Exhibit 4.1
CFP HOLDINGS, INC.,
Issuer,
CFP GROUP, INC.
CUSTOM FOOD PRODUCTS, INC.
and
QFAC, LLC
Guarantors
and
United States
Trust Company of new york
Trustee
FIRST SUPPLEMENTAL INDENTURE
Dated as of ______ __, 1999
______________________________
$115,000,000
11 5/8% Senior Guaranteed Notes Due 2004
11 5/8% Series B Senior Guaranteed Notes Due 2004
This First Supplemental Indenture supplements an Indenture dated as of January
28, 1997.
FIRST SUPPLEMENTAL INDENTURE
THIS FIRST SUPPLEMENTAL INDENTURE, dated as of _______ __, 1999 (the
"First Supplemental Indenture"), is by and among CFP HOLDINGS, INC., a
corporation duly organized and existing under the laws of the State of Delaware
(herein called the "Company"), QFAC, LLC, a limited liability company duly
organized and existing under the laws of the State of Delaware, and UNITED
STATES TRUST COMPANY OF NEW YORK, a bank and trust company duly organized and
existing under the laws of the State of New York (herein called the "Trustee").
W I T N E S S E T H:
WHEREAS, capitalized terms used herein but not otherwise defined herein
will be deemed to have the respective meanings given to such terms in the
Indenture, dated as of January 28, 1997 (the "Indenture"), among the Company, as
issuer, the Parent Guarantor, the Subsidiary Guarantors and the Trustee, as
trustee, regarding the issuance of the Company's 11 5/8% Senior Guaranteed Notes
Due 2004 and 11 5/8% Series B Senior Guaranteed Notes Due 2004;
WHEREAS, the Company desired to change the organization of Quality
Foods, a Subsidiary Guarantor, from a corporation incorporated under the General
Corporation Law of the State of Delaware to a limited liability company formed
under the Limited Liability Company Act of the State of Delaware (the "Delaware
LLC Act");
WHEREAS, in order to effectuate such organizational change, the Company
caused to be formed QFAC, LLC under the Delaware LLC Act and, after designating
QFAC, LLC as a "Restricted Subsidiary" (as such term is defined in the
Indenture) by resolution duly adopted by written consent of the Board of
Directors of the Company, Quality Foods was merged with and into QFAC, LLC, with
QFAC, LLC as the surviving Subsidiary having the same assets and liabilities
that Quality Foods had prior to the merger;
WHEREAS, pursuant to Section 1308 of the Indenture, the Company is
obligated to cause each Person that becomes a Subsidiary to become a Subsidiary
Guarantor with respect to the Indenture Obligations;
WHEREAS, Section 9.01(h) of the Indenture provides that the Company and
the Trustee may enter into a Supplemental Indenture without the consent of any
Holders to add a Subsidiary Guarantor pursuant to Section 1308 of the Indenture;
and
WHEREAS, in order to effectuate the addition of QFAC, LLC as a
Subsidiary Guarantor in compliance with the terms and provisions of the
Indenture, the Company and the Trustee have agreed to supplement the Indenture
as provided by this First Supplemental Indenture;
NOW, THEREFORE, KNOW ALL MEN BY THESE PRESENTS, THIS FIRST SUPPLEMENTAL
INDENTURE WITNESSETH:
For and in consideration of the mutual covenants herein
exchanged, and other good and valuable consideration, the receipt and
sufficiency of which are hereby acknowledged by the parties hereto, the Company,
QFAC, LLC and the Trustee hereby agree as follows:
Section 1. Additional Subsidiary Guarantor.
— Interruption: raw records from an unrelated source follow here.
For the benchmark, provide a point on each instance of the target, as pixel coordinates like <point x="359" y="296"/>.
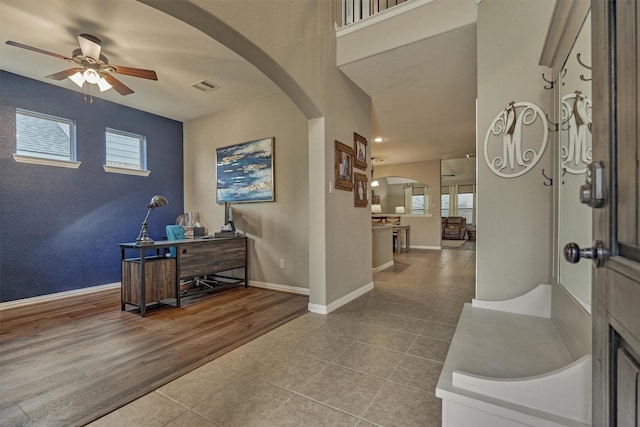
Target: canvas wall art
<point x="245" y="172"/>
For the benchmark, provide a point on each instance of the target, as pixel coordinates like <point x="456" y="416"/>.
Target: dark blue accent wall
<point x="60" y="227"/>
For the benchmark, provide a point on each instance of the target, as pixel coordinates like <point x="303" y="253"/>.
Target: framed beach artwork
<point x="360" y="190"/>
<point x="344" y="166"/>
<point x="245" y="172"/>
<point x="360" y="149"/>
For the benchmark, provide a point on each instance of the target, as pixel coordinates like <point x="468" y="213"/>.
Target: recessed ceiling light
<point x="205" y="86"/>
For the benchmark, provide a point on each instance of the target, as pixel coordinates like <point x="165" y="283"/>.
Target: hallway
<point x="374" y="362"/>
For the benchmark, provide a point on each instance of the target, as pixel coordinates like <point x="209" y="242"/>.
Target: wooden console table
<point x="150" y="278"/>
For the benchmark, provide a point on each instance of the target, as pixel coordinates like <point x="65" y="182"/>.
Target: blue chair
<point x="176" y="232"/>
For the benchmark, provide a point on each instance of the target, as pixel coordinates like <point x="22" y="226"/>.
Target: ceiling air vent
<point x="205" y="86"/>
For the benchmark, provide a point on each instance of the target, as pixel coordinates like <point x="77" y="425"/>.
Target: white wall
<point x="276" y="230"/>
<point x="515" y="227"/>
Pursuant to Section 1308 of
the Indenture and upon the merger of Quality Foods with and into QFAC, LLC,
QFAC, LLC hereby succeeds to, and shall be substituted for, and may exercise
every right and power, and shall be bound by the obligations, of Quality Foods,
under the Indenture with the same effect as if QFAC, LLC had been originally
named as a Subsidiary Guarantor in the Indenture.
Section 2. Miscellaneous.
(a) The Trustee accepts the trusts created by the Indenture,
as supplemented hereby, and agrees to perform the same upon the terms and
conditions of the Indenture.
(b) In case any provision in this First Supplemental Indenture
shall be invalid, illegal or unenforceable, the validity, legality and
enforceability of the remaining provisions shall not in any way be affected or
impaired thereby.
(c) Nothing in this First Supplemental Indenture, express or
implied, shall give to any Person, other than the parties hereto and their
successors under the Indenture and the Holders of the Securities, any benefit or
any legal or equitable right, remedy or claim under the Indenture.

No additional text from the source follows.